The artificial intelligence field is too white and too male, researchers say
A new report explores AI’s ‘diversity crisis’

By Colin Lecher @colinlecher Apr 16, 2019, 8:00pm EDT

The artificial intelligence industry is facing a “diversity crisis,” researchers from the AI Now Institute

The AI Now Institute? Yawn … They need a punchier name like the AIpocalypse Now Institute.

said in a report released today, raising key questions about the direction of the field.

Women and people of color are deeply underrepresented, the report found, noting studies finding that about 80 percent of AI professors are men, while just 15 percent of AI research staff at Facebook and 10 percent at Google are women. People of color are also sidelined, making up only a fraction of staff at major tech companies. The result is a workforce frequently driven by white and male perspectives, building tools that often affect other groups of people. …

Worse, plans to improve the problem by fixing the “pipeline” of potential job candidates has largely failed. “Despite many decades of ‘pipeline studies’ that assess the flow of diverse job candidates from school to industry, there has been no substantial progress in diversity in the AI industry,” the researchers write. …

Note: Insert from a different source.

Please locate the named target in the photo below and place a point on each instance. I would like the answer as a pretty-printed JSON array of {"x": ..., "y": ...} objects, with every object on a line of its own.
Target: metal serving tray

Diversity, while a hurdle across the tech industry, presents specific dangers in AI, where potentially biased technology, like facial recognition, can disproportionately affect historically marginalized groups. … But more than that, the makers of AI tools have to be willing to not build the riskiest projects. “We need to know that these systems are safe as well as fair,” AI Now Institute co-director Kate Crawford says. …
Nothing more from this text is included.